Real estate investments have been invariably considered as one of the excellent avenues for making profit.

In fact, it is always associated with a lucrative venture and is seen as a great moneymaking endeavor. When you have purchased your rental property, it would be as if you have poised yourself for financial freedom. However, while real estate investments may be considered as a great way to earn proceed, it is in by no means an easy and quick track to producing profits. After all, apart from having a particular business acumen in real estate, a great deal of patience and determination is also required from you. Moreover, trying your hand at real estate investments does not mean you can arbitrarily select properties and put them for sale then expect them to rake in revenue. Apart from doing your research, you need to be incredibly hands on in the initial phases of your endeavor. Remember, making money in real estate is so much more than just purchasing the first decent house you see.

While home improvement shows may show you that flipping houses is as simple as buying dilapidated properties and giving them cosmetic makeovers to improve overall function and aesthetics, real life is so much more than that. What they depict on TV may not even be necessarily what would occur in real life.

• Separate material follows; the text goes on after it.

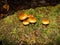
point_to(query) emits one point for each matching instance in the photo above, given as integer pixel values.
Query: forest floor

In any case, whether you are planning to turn your Makati condo (or property elsewhere for that matter) into a rental investment property, here are some things you ought to keep in mind:

  1. Condition of the house

Of course, buying a fixer-upper probably means that the property you are going to be buying would be run-down or at least be a little beat. However, you need to set some realistic expectations about how much time and money you are willing to invest in order to make the downtrodden house attractive again. At the very most, you should go for the home that requires minimal repairs and cosmetic touches and then have it thoroughly inspected by a qualified professional. Moreover, you also need to ask yourself how many of these repairs would you be able to realistically do on your own and how many would require the expertise of a contractor.

  1. The 1% Rule

While every real estate investor is entitled to his or her own financial goals when it comes to returns, it is a universal agreement that the income of an investment property should at least abide by the 1% rule. This means that you need to make at least 1% of its total purchasing price when you bought it every single month since you have sold it. The only time you can overlook the 1% rule is when a neighborhood is drastically changing or rapidly improving. In this regard, you can expect home values and rents to significantly increase over a short amount of time.

3. Neighborhood

One of the primary things that a prospective tenant would consider in renting out a home or apartment is the location. In fact, it may even be said that the location of a house is just as important as the house itself. In this regard, it would be wise to select an area wisely—particularly if you are potentially considering a tenancy. Choose an area where you tenants would want to live. Ideally, this should be somewhere not only safe but also in proximity to major offices, schools and entertainment hubs as well. Choose a neighborhood whose crime rates are not too high. Moreover, be on the lookout for communities with well-manicured lawns and aesthetically painted homes as tenants will be more receptive in living on a street with excellent curb appeal.

If you wish to market your tenancy to families, have a look at the local school district and ensure that they are within reasonable distance from the neighborhood you have chosen. Parents with children are more likely to rent from areas that have well-ranked schools close-by. Alternatively, if you wish to market your rental property to students, ensure there is a nearby university as this will guarantee a strong rental market.